Não temos um ministro da Justiça à altura dos desafios da segurança pública. Por quanto tempo ainda ouviremos as bobagens de Alexandre de Moraes, o mesmo que defende “a erradicação da maconha”? No dia 18 de outubro, Moraes chamou de “mera bravata” a briga entre facções de detentos, ao comentar mortes em presídios do Norte. Disse não enxergar coordenação entre facções de vários estados. Moraes não deve enxergar um palmo diante do nariz. Para o ministro, a matança de Manaus foi “uma clara falha” da empresa Umanizzare, contratada pelo governo do Amazonas para administrar o presídio.
A aparição do presidente Michel Temer, depois de silêncio ensurdecedor, também foi desastrosa. Chamar de “acidente pavoroso” o massacre anunciado de Manaus não tem justificativa. Era normal que Dilma Rousseff, conhecida por seus tropeços na língua, cometesse uma gafe após a outra. Mas quem adora uma mesóclise e uma mesura precisa estar ciente de que não se pode chamar de acidente ou fatalidade o que aconteceu no Amazonas.
Todos os alertas já tinham sido emitidos em relatórios da Polícia Federal e do Ministério Público Federal. Havia um plano de extermínio. Havia mensagens. A facção FDN (Família do Norte) planejava torturar e matar os presos da facção rival PCC (Primeiro Comando da Capital). Era investigado um suposto acordo entre o governador do Amazonas, José Melo, e a FDN. Já se sabia da ligação entre a FDN e o Comando Vermelho (CV) do Rio de Janeiro.
Pavorosa mesmo foi a omissão do governo federal e do governo estadual. O descaso com as condições carcerárias medievais não começou com o mandato de Temer – mas um presidente precisa saber o que falar à nação nessas horas dramáticas, para não parecer perdido. A emenda foi pior que o soneto.

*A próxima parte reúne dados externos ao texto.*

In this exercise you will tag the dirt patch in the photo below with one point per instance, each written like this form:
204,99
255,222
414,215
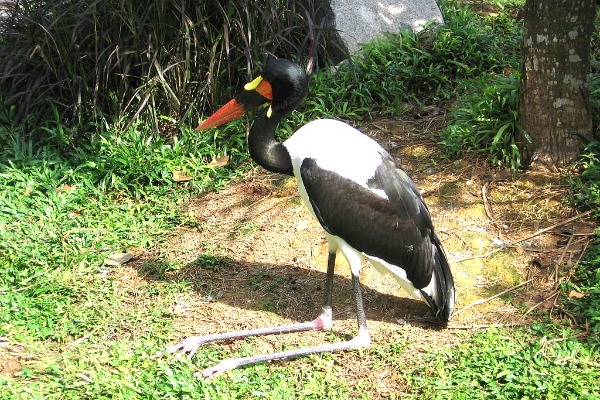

Temer, a exemplo de Moraes, colocou a culpa no mordomo, a Umanizzare. Disse que “a responsabilidade direta e imediata” era da empresa. Não cola. Numa parceria público-privada para gerir um presídio, é evidente que a segurança dos presos e a entrada de armas de fogo são responsabilidade do Estado. Os presos estão sob custódia do Estado. Como colocar vida e morte nas mãos de uma empresa privada que ganha por preso, que subcontrata empresas do mesmo dono e é dona de concessões para administrar oito complexos prisionais no Amazonas e no Tocantins?
A maioria da população não sente a menor empatia pelos presos. Quando o governador José Melo diz que “não havia nenhum santo” na pilha de mortos, mas sim “estupradores e matadores”, sabe que fala em nome de quem não sente pena de bandido e não acredita em ressocialização. Muitos não analisam o quadro geral. Há presos “provisórios”, sem julgamento, nas cadeias. Há presos que já cumpriram sua pena, esquecidos. Há inocentes e ladrões de galinha junto a homicidas. E, fora dos presídios, também está difícil encontrar santo, não é mesmo, senhores ministros, governadores, prefeitos, deputados, senadores?
De que adianta construir uma rede de presídios que só fará cócegas no déficit de 250 mil vagas e elevará ainda mais o custo do preso? Uma das informações que mais indignaram o cidadão honesto nesse “acidente pavoroso” foi saber que o governo do Amazonas paga por mês à Umanizzare R$ 4.709,78 por preso – enquanto o salário mínimo é de R$ 937. Isso está acima da compreensão popular.
Outro dado que não comove a população, por mais terrível para os padrões internacionais, é que uma pessoa é assassinada por dia em prisões do país. Em 2015, foram assassinadas 58.492 pessoas no Brasil. A imensa maioria fora dos presídios. É macabro. E não vejo no Ministério da Justiça ou no Planalto alguém com capacidade e estratégia para aglutinar a sociedade, repensar a fracassada política contra drogas e amenizar nossa guerra civil.